Adding upsert functionality by devinbost · Pull Request #4012 · apache/pulsar

devinbost · 2019-04-09T18:55:23Z

Motivation

Upsert functionality is intended to simplify continuous deployment processes. This simplification is especially desirable because there is no Python Admin API available that provides typed objects. Rather, users are required to build workflows with the Admin CLI, which returns strings that can be messy to handle. Upsert helps solve this complexity by allowing Pulsar to handle behavior according to whether the component has already been created or not.

Motivation (with future in mind)

Upsert is a dependency of BulkUpsert (to be added), which will greatly simplify seamless continuous deployments by allowing Pulsar to rapidly update Functions, Sinks, and Sources (and leverage parallelization).

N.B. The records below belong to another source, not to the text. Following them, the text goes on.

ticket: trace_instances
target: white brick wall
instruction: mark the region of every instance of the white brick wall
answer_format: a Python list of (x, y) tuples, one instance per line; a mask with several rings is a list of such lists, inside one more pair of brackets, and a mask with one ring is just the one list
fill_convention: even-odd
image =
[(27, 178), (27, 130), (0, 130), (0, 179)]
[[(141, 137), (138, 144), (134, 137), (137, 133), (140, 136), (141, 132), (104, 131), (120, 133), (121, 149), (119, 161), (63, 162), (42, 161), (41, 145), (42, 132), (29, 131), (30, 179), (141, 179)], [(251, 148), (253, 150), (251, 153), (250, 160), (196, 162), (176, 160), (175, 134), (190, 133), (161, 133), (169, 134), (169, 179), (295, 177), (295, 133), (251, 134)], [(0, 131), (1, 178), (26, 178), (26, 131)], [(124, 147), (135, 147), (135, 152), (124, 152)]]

BulkUpsert will enable automated deployments to handle all but deletes on components that are no longer used. (For that, functionality will need to be added to allow the user to easily compare their expected component tree with the component tree in Pulsar to identify components that need to be deleted.)

Modifications

My contributions add Upsert functionality for Functions, Sinks, and Sources to the REST API and to the Admin CLI. Upsert conditionally combines the functionality of Create and Update operations. If the component already exists in Pulsar, Upsert updates the component; if the component doesn't already exist in Pulsar, Upsert creates the component.

Commits 29e2a66 and 7749419 were just to get the latest changes from the Pulsar repo.
My primary code is in commit 441ba03, and the unit tests are in commit 441ba03.

Verifying this change

This commit is largely covered already by unit tests for registration and updates for Functions, Sinks, and Sources. However, additional unit tests have been added for Upsert specifically. Tests were added to:

org.apache.pulsar.functions.worker/rest.api/FunctionApiV3ResourceTest.java
org.apache.pulsar.functions.worker/rest.api/SinkApiV3ResourceTest.java
org.apache.pulsar.functions.worker/rest.api/SourceApiV3ResourceTest.java
org.apache.pulsar.functions.worker/FunctionMetaDataManagerTest.java

When running the build tests, I did notice these unrelated test failures:
1.

[ERROR] Tests run: 2, Failures: 1, Errors: 0, Skipped: 1, Time elapsed: 13.506 s <<< FAILURE! - in org.apache.pulsar.broker.service.RackAwareTest
[ERROR] testPlacement(org.apache.pulsar.broker.service.RackAwareTest) Time elapsed: 1.085 s <<< FAILURE!
java.lang.AssertionError: first bookie in rack 0 not included in ensemble expected [true] but found [false]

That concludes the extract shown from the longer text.